Ora, se desde 2003 o sistema de cotas raciais vem sendo aplicado, tendo início com o pioneirismo da UERJ no vestibular de 2003 ao adotar reserva de vagas para estudantes autodeclarados negros, pardos e vindos da rede pública de ensino, e se solidificando em definitivo com a promulgação da Lei 12.711/2012, até hoje o exame da OAB é desracializado, tendo como critério apenas e tão somente “nota de corte” do candidato.

Ocorre que, se o intuito é alçar negras e negros a espaços de poder, em reparação histórica ao racismo estrutural experimentado no país, o hiato entre o ingresso na faculdade e o ingresso na Ordem não pode ser desprezado pela entidade. Isso porque, se os 18 anos de cotas raciais têm servido à instrumentalização da igualdade material, é certo que o ingresso na carreira ainda é um voo solo.

E não é só. Para que a festa da cidadania seja de todas e todos, o convite deve a eles chegar.

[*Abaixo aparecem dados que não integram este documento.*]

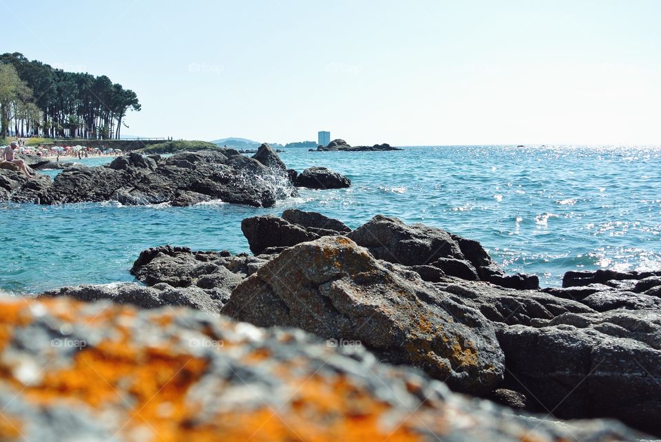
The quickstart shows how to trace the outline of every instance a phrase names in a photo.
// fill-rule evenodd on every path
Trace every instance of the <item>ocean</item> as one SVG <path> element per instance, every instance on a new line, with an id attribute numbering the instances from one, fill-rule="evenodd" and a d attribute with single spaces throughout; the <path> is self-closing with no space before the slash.
<path id="1" fill-rule="evenodd" d="M 288 167 L 326 166 L 352 187 L 301 189 L 300 198 L 269 209 L 1 202 L 0 291 L 132 281 L 129 269 L 140 252 L 167 244 L 249 251 L 241 220 L 292 207 L 352 228 L 377 213 L 441 227 L 479 241 L 507 272 L 538 275 L 543 286 L 560 285 L 569 270 L 661 269 L 659 147 L 403 149 L 287 150 L 280 157 Z"/>

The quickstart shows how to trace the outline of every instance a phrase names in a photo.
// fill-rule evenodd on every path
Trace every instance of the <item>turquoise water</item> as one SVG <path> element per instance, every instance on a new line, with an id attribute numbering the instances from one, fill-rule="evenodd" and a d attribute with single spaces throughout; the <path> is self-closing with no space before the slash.
<path id="1" fill-rule="evenodd" d="M 480 241 L 508 272 L 536 273 L 543 285 L 559 285 L 572 269 L 661 269 L 658 147 L 291 149 L 281 158 L 299 171 L 330 167 L 353 187 L 302 189 L 300 198 L 270 209 L 0 203 L 0 291 L 131 281 L 138 253 L 165 244 L 247 251 L 241 220 L 289 207 L 320 211 L 351 227 L 377 213 L 442 227 Z"/>

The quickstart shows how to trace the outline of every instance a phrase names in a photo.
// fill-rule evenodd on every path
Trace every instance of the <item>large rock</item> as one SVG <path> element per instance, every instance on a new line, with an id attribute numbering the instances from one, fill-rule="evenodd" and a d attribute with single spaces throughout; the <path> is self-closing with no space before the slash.
<path id="1" fill-rule="evenodd" d="M 594 313 L 580 302 L 533 290 L 505 288 L 478 281 L 445 280 L 434 286 L 457 302 L 479 310 L 494 323 L 530 325 L 565 313 Z"/>
<path id="2" fill-rule="evenodd" d="M 508 381 L 560 417 L 611 417 L 661 434 L 661 313 L 565 313 L 496 324 Z"/>
<path id="3" fill-rule="evenodd" d="M 264 151 L 262 160 L 280 160 L 275 152 Z M 229 149 L 181 152 L 165 160 L 132 152 L 107 167 L 74 165 L 42 193 L 43 204 L 116 200 L 125 204 L 185 206 L 220 199 L 254 207 L 270 207 L 297 195 L 284 169 L 266 167 Z"/>
<path id="4" fill-rule="evenodd" d="M 0 201 L 39 202 L 40 195 L 50 185 L 50 177 L 45 175 L 34 173 L 29 179 L 21 172 L 0 168 Z"/>
<path id="5" fill-rule="evenodd" d="M 282 217 L 273 215 L 254 216 L 243 220 L 241 230 L 255 255 L 267 249 L 289 247 L 322 236 L 342 235 L 350 229 L 341 221 L 317 212 L 289 209 Z"/>
<path id="6" fill-rule="evenodd" d="M 342 189 L 351 186 L 351 180 L 328 167 L 308 167 L 297 177 L 295 184 L 308 189 Z"/>
<path id="7" fill-rule="evenodd" d="M 484 392 L 503 377 L 493 328 L 479 312 L 345 237 L 284 250 L 234 289 L 222 313 L 360 341 L 382 360 L 419 367 L 463 391 Z"/>
<path id="8" fill-rule="evenodd" d="M 165 306 L 183 306 L 218 315 L 222 300 L 210 297 L 195 286 L 182 288 L 158 283 L 145 287 L 131 282 L 62 287 L 43 292 L 40 297 L 67 296 L 87 302 L 107 300 L 116 304 L 129 304 L 141 308 L 158 308 Z"/>
<path id="9" fill-rule="evenodd" d="M 0 439 L 634 441 L 453 394 L 417 370 L 186 308 L 0 299 Z"/>
<path id="10" fill-rule="evenodd" d="M 405 266 L 432 266 L 465 280 L 481 280 L 512 288 L 538 288 L 534 275 L 506 275 L 480 244 L 441 229 L 407 225 L 377 215 L 348 236 L 379 260 Z"/>
<path id="11" fill-rule="evenodd" d="M 165 246 L 141 252 L 131 273 L 149 286 L 166 284 L 201 290 L 218 310 L 229 300 L 234 288 L 266 262 L 244 253 L 196 252 L 187 247 Z"/>

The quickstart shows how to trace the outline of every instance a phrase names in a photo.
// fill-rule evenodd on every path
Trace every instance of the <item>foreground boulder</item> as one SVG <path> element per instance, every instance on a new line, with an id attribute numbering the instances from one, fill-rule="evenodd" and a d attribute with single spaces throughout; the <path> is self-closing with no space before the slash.
<path id="1" fill-rule="evenodd" d="M 479 312 L 344 237 L 286 249 L 239 284 L 222 311 L 359 341 L 384 361 L 419 367 L 463 391 L 485 392 L 503 377 L 503 355 Z"/>
<path id="2" fill-rule="evenodd" d="M 182 152 L 167 159 L 132 152 L 107 167 L 76 165 L 65 169 L 41 200 L 56 204 L 116 200 L 132 205 L 187 206 L 220 199 L 270 207 L 297 193 L 286 171 L 272 167 L 280 160 L 269 149 L 265 147 L 258 154 L 269 165 L 229 149 Z"/>
<path id="3" fill-rule="evenodd" d="M 527 441 L 644 437 L 453 394 L 419 371 L 177 308 L 0 299 L 3 441 Z"/>
<path id="4" fill-rule="evenodd" d="M 351 186 L 351 180 L 328 167 L 308 167 L 296 177 L 294 184 L 308 189 L 343 189 Z"/>
<path id="5" fill-rule="evenodd" d="M 496 328 L 508 383 L 541 409 L 616 417 L 659 434 L 660 312 L 565 313 Z"/>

Assim, as pessoas com deficiência, que não foram incluídas nas políticas da OAB, contam apenas com promessas de convite, existindo um Projeto de Lei em andamento, o PL 2617/19, com a proposta de determinar que os escritórios de advocacia e as unidades da Ordem dos Advogados do Brasil (OAB) promovam a inclusão de advogados e funcionários com deficiência em seus quadros.

Por sua vez, quando a análise das eleições se dá sob uma perspectiva de gênero, é basilar debater o fundamento da política de cotas e a que ela se presta.

Diz-se isso porque paridade de gênero, interpretada sob o ponto de vista meramente formal, necessariamente resulta em fixar um teto para a ocupação da entidade quando, em verdade, o que a política afirmativa tem como gênesis é a inserção de mulheres, tantas quanto possível, nos mais diversos espaços de poder, dentre eles a OAB.

É certo que, desde a Constituição Federal de 1988, muita coisa deveria ter mudado no Brasil para fazer valer o fundamento da dignidade da pessoa humana firmado no seu artigo 1º, inciso III, e realizar os objetivos fundamentais estabelecidos no artigo 3º, da construção de uma sociedade livre, justa e solidária; da redução das desigualdades sociais e regionais e da promoção do bem de todos, sem preconceitos de origem, raça, sexo, cor, idade e quaisquer outras formas de discriminação.

Em 2021, no entanto, o compromisso é coletivo e aqueles que dele não são signatários já não encontram espaço em um Estado que se propõe democrático.